Selasa, 22 Oktober 2019 | 15:21 WIB

191022152334-jabar.jpeg


DIREKTUR Pembinaan Sekolah Menengah Atas (PSMA) Kementerian Pendidikan dan Kebudayaan (Kemendikbud), Purwadi Sutanto resmi membuka Olimpiade Penelitian Siswa Indonesia (OPSI) ke-11 Tahun 2019 di The Sunan Hotel Solo, Jln. Ahmad Yani, No. 40, Surakarta, Rabu (16/10/2019). Sebanyak 201 peserta siap bersaing di ajang ini, dengan menampilkan 106 karya penelitian.
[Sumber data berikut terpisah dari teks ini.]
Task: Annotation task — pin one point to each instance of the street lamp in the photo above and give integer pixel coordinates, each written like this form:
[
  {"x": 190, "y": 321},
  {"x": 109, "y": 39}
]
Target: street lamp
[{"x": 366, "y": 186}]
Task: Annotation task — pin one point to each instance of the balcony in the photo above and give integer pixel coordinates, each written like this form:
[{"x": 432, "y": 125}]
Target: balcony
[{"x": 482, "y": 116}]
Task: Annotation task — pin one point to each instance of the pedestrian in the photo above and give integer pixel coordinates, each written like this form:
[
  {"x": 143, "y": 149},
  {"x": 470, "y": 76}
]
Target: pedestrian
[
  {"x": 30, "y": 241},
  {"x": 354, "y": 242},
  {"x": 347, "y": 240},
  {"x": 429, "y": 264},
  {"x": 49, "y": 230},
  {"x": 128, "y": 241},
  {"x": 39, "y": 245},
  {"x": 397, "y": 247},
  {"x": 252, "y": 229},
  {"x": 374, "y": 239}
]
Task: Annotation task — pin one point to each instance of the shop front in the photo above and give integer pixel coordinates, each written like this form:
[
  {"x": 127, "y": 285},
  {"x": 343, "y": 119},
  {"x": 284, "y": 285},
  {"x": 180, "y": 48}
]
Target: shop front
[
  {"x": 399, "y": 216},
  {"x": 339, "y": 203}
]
Tak ketinggalan, Provinsi Jawa Barat pun ikut serta dalam kompetisi tersebut. Finalis yang berhasil menjadi delegasi di bidang fisika terapan dan rekayasa (FTR) adalah Theonaldo Vincentius Androdi dan Marcellino Chris O’Vara dari SMAN 1 Kota Bogor, dengan judul penelitian Smart Universal Power Outlet sebagai Solusi Smart Home yang Modular dan Terintegerasi Internet of Things.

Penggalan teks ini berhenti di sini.